Native Object Storeのイメージ図
Teradata President of Teradata Labs, Oliver Ratzesberger氏(左)とMicrosoft General Manager of Azure Media and Entertainment, Azure Storage and Azure Stack, Tad Brockway氏(右)による対談も行い、良好な関係性をアピールした

データ分析の前のデータ準備に課題、全自動化で解決へ

イベントではほかにも著名な登壇者により、企業のデジタル化に向けた施策など多くの話題が語られたが、最後はTeradata VP of Technology and Innovation, Jacek Becla氏の発言に注目したい。同士は長年スタンフォード大学に在籍していたが、Teradataに席を移した理由の1つとして、「顧客視点でエンタープライズの仕事に携わっている。技術や分析エンジンに取り組み、具体的なソリューションを実現できる」と述べた。

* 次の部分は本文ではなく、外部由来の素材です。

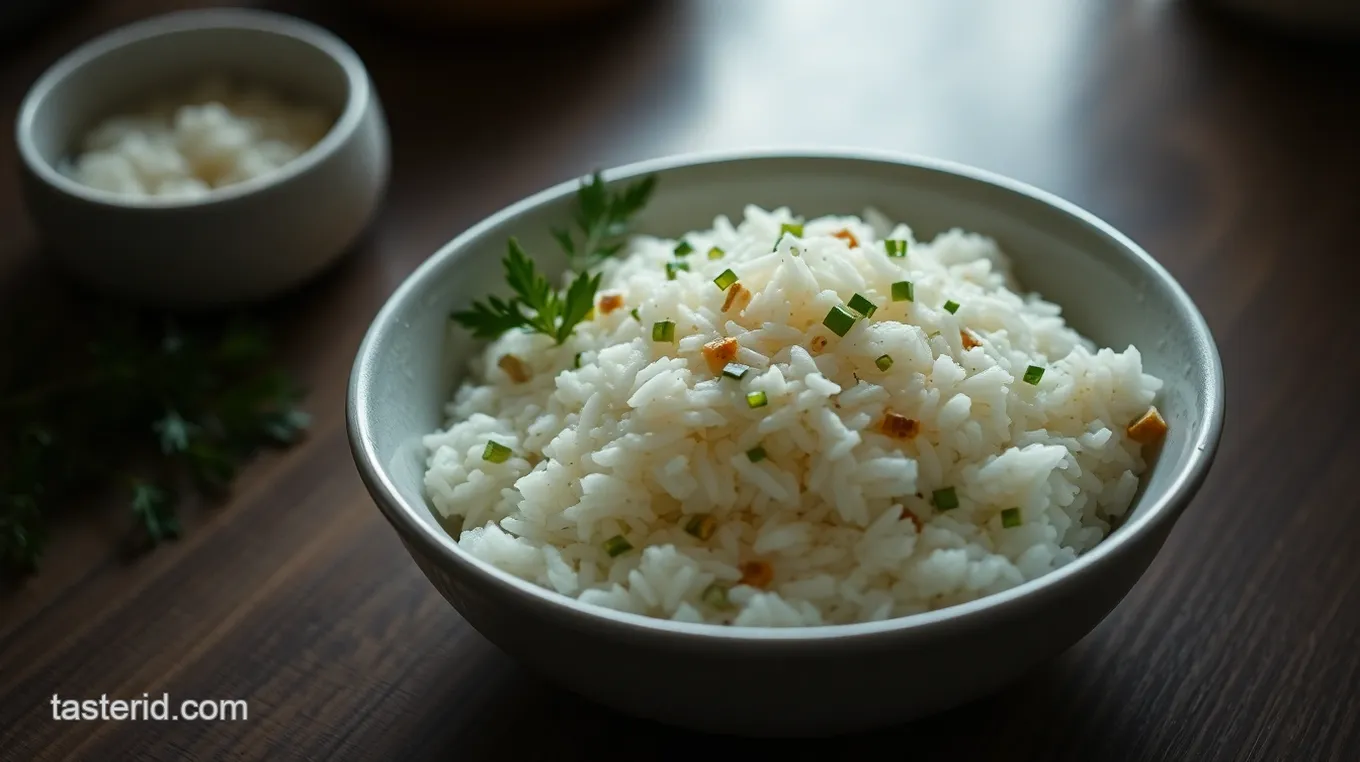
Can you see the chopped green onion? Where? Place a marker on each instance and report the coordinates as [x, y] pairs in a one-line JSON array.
[[839, 320], [495, 452], [735, 370], [945, 498], [616, 546], [862, 305], [701, 525], [716, 596]]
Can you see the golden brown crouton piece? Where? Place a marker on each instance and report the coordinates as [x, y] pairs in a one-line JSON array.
[[514, 368], [847, 237], [756, 573], [609, 302], [899, 426], [1148, 429]]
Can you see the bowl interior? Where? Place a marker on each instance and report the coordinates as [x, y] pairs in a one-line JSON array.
[[123, 70], [1107, 289]]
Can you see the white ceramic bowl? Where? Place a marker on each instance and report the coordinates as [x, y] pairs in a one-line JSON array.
[[804, 681], [241, 242]]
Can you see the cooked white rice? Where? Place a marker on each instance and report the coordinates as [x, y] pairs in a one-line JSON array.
[[643, 434]]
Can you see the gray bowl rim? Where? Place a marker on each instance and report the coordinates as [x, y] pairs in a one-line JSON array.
[[204, 19], [439, 546]]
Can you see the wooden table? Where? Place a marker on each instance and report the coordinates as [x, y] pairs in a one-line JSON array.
[[1230, 154]]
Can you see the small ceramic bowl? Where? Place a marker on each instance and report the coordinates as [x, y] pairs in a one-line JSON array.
[[240, 242], [801, 681]]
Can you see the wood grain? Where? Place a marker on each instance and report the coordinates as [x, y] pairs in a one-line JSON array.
[[1227, 151]]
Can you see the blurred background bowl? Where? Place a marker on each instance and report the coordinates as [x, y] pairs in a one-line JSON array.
[[241, 242]]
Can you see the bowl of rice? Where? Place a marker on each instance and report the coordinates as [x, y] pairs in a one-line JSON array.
[[786, 442], [203, 158]]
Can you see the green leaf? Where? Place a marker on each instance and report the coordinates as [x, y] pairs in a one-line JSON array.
[[211, 466], [578, 302], [600, 217], [173, 432]]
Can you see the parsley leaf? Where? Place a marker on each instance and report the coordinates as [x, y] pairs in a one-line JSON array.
[[112, 398], [601, 218]]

Teradata VP of Technology and Innovation, Jacek Becla氏

Becla氏は主に研究的視点から技術に携わっているが、「データラングリング(飼育)とスキーマ設計に7割の時間が費やされる」と、分析に至るまでのデータ準備に多様な課題があると指摘した。その上で「速さや最適性といった議論ではなく、すべてを自動化する」(Becla氏)のがVantageの意義であると語る。前述したTwogood氏が述べたようにNative Object Storeの実装は来年以降だが、「単なるビジョンではなく、研究所には試作機もある。1つのクエリにデータを割り当て、PB(ペタバイト)級のクエリを実行できる」(Becla氏)と多様な分析に集中できることを強調した。合わせて機械学習に用いるGPUのマルチスケジューリングについて、解決策を検討しているとして、現在取り組んでいる研究成果もいくつか披露した。

今後の機能については実装後に機会があれば紹介したいが、強いて昨今のバズワードを用いれば、現在は「ポストビッグデータ時代」に突入している。大量のデータを処理するビッグデータプラットフォームは普遍化し、利用する企業側はもちろん分析ソリューションの提供側でも、データの集積方法や更新の容易性、アクセスの最適化が課題として挙げられてきた。これらの諸条件を解決するには我々の意識変革も伴うが、基盤となるデータ・分析プラットフォームの躍進は、課題解決の大きな近道となり得るだろう。